French Education Minister has announced that the traditional clothing known as abaya will be banned in schools, arguing the garment violated France’s strict secular laws in education.
“It will no longer be possible to wear an abaya at school,” Education Minister Gabriel Attal told TF1 television, saying he would give “clear rules at the national level” to school heads ahead of the return to classes nationwide from September 4.
The move comes after months of debate over the wearing of abayas in French schools, where women have long been banned from wearing the Islamic headscarf.
The right and far-right had pushed for the ban, which the left argued would encroach on civil liberties.
There have been reports of abayas being increasingly worn in schools and tensions within school over the issue between teachers and parents.
“Secularism means the freedom to emancipate oneself through school,” Attal said, describing the abaya as “a religious gesture, aimed at testing the resistance of the republic toward the secular sanctuary that school must constitute.
“You enter a classroom, you must not be able to identify the religion of the students by looking at them,” he said.
A law of March 2004 banned “the wearing of signs or outfits by which students ostensibly show a religious affiliation” in schools.
This includes large crosses, Jewish kippas, and Islamic headscarves.

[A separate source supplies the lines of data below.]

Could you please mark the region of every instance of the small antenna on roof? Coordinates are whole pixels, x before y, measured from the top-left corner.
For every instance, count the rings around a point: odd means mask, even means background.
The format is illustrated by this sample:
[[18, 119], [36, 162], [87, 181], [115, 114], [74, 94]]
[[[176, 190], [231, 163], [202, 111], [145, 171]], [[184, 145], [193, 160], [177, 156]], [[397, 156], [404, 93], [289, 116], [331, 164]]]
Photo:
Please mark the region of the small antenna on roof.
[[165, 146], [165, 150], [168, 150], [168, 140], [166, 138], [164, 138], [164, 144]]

Unlike headscarves, abayas, a long, baggy garment worn to comply with Islamic beliefs on modest dress — occupied a grey area and had faced no outright ban until now.
But the education ministry had already issued a circular on the issue in November last year.
It described the abaya as one of a group of items of clothing whose wearing could be banned if they were “worn in a manner as to openly display a religious affiliation”. The circular put bandanas and long skirts in the same category.